Последствием стала невиданная доселе трансформация статусов собственности по всему миру. С угрожающей скоростью вода, электричество, уголь, поезда и автобусы, до этого являвшиеся национализированным имуществом, уходили с молотка: в развитом мире поставки пресной воды целым народам передавались в руки частных компаний. Профсоюзы по всему миру утратили былую силу, препятствия для инвестирования и репатриации капиталов устранялись. Что касается глобального валового продукта, доля государственных предприятий, составлявшая в 1979 г. более 10 %, в 2004 г. упала ниже 6 % – в Великобритании, например, она снизилась с 12 % до 2 %, – при этом доходы от приватизации по всему миру составили более 1,25 триллиона долларов[442]
. Экономические последствия были спорными – до сих пор не достигнут консенсус касательно того, действительно ли в результате поднялась производительность, – зато рост доходов у тех, кто управлял этими процессами, и расслоение в обществе по материальному признаку были очевидны. Около двух тысяч государственных предприятий было распущено всего за семь лет в одной только Южной Америке – многие из них перешли в руки иностранных корпораций или сделали состояния новому классу супермиллиардеров, таких как мексиканец Карлос Слим. В 1987 г. в Мексике был всего один миллиардер; к 1995 г., в результате приватизации тысячи государственных предприятий, их стало 24. Доходы населения тем временем неуклонно снижались. Это стало, как писал историк Грег Грандин, настоящим «третьим завоеванием Латинской Америки»[443].В Советском блоке доступ к западному капиталу и рост задолженности привели к падению коммунистического режима, а затем к массированной экономической реструктуризации. Лучшие экономисты Гарварда, заслужившие авторитет на приватизациях в Южной Америке, были приглашены президентом России Борисом Ельциным для того, чтобы составить рекомендации по экономическим реформам. Результаты оказались, мягко говоря, спорными: если приватизация земель отчасти помогла повысить уровень жизни сельских жителей, продажа промышленных предприятий и минеральных ресурсов, до этого принадлежавших государству, способствовала возникновению нового класса заоблачно богатых «олигархов». Экономическое расслоение в обществе спровоцировало ностальгию по Советскому Союзу, что способствовало приходу к власти Владимира Путина[444]

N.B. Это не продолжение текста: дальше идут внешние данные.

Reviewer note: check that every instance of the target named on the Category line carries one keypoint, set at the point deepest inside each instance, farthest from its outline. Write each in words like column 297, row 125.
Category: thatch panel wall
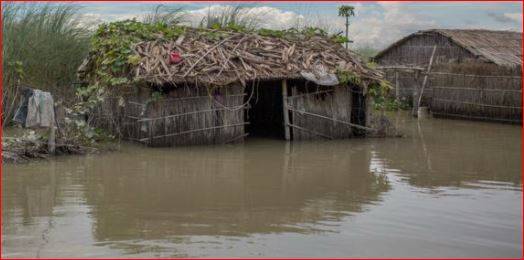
column 194, row 116
column 417, row 51
column 325, row 101
column 494, row 97
column 408, row 81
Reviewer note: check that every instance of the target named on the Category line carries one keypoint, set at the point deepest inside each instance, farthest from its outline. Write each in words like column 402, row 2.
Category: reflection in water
column 270, row 198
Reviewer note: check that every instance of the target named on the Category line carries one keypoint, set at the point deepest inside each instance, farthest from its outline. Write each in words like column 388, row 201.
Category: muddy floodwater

.Кризис широко освещался с самого начала. В сентябре 1982 г. мексиканский президент Хосе Лопес Портильо публично разоблачил «финансовую чуму… вызывающую все больший хаос по всему миру» и «шаманов» (в МВФ) с их «слепым гегемониакальным эгоизмом». В 1990-х гг., по мере распространения структурных реформ, критицизм подобного рода усилился[445]

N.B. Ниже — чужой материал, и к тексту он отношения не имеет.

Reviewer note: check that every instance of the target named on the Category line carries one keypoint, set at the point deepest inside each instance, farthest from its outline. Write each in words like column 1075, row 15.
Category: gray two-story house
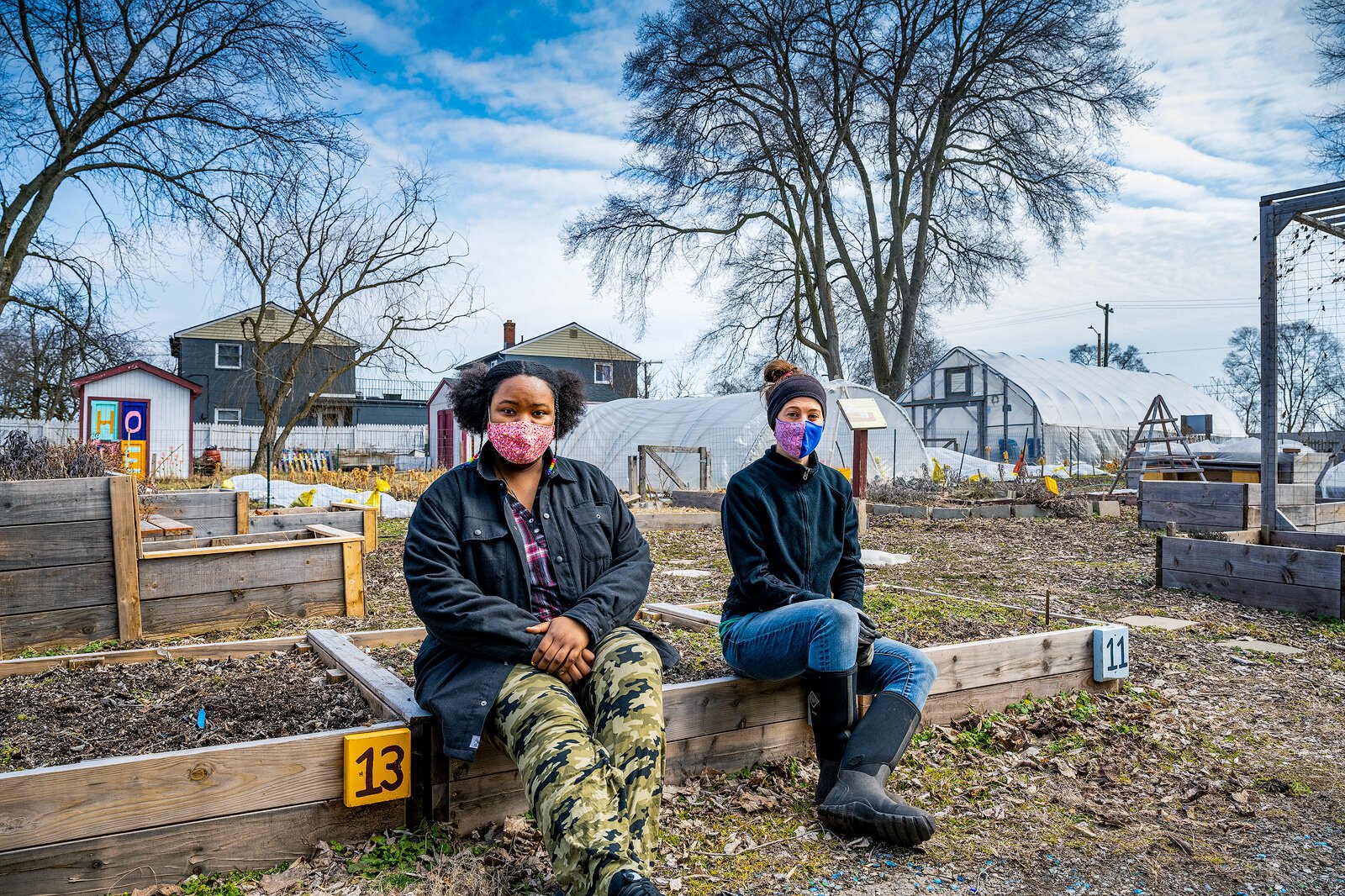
column 219, row 356
column 609, row 370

. На удивление сложно оказалось обнаружить однозначно позитивные результаты вмешательств фонда. Некоторые критики утверждали, что все дело в политике и что при лучшей экономике, в сочетании с большим взаимодействием с заемщиками и компетентными неправительственными организациями, займы станут более гуманными и эффективными. Если общественные институты, ценности и культура действительно имеют значение, не следует ли включить в условия для предоставления займов также модификацию социальной политики, институционального управления и даже культурных практик? В самом МВФ адаптация шла медленно. Его персоналу трудно было признать, что кризисы не всегда случались по вине заемщиков, а скорее были связаны с принципами функционирования рынков. Иррациональность рынка не являлась привычной темой для размышления у функционеров МВФ; они предпочитали рассматривать ее как саморегулируемую активность. Большинство из них было недостаточно интеллектуально, чтобы предположить, что их собственная политика только усложняет ситуацию, будь то через ослабление регулирования на глобальных финансовых рынках или через раскручивание спиралей дефляции с помощью суровых мер экономии.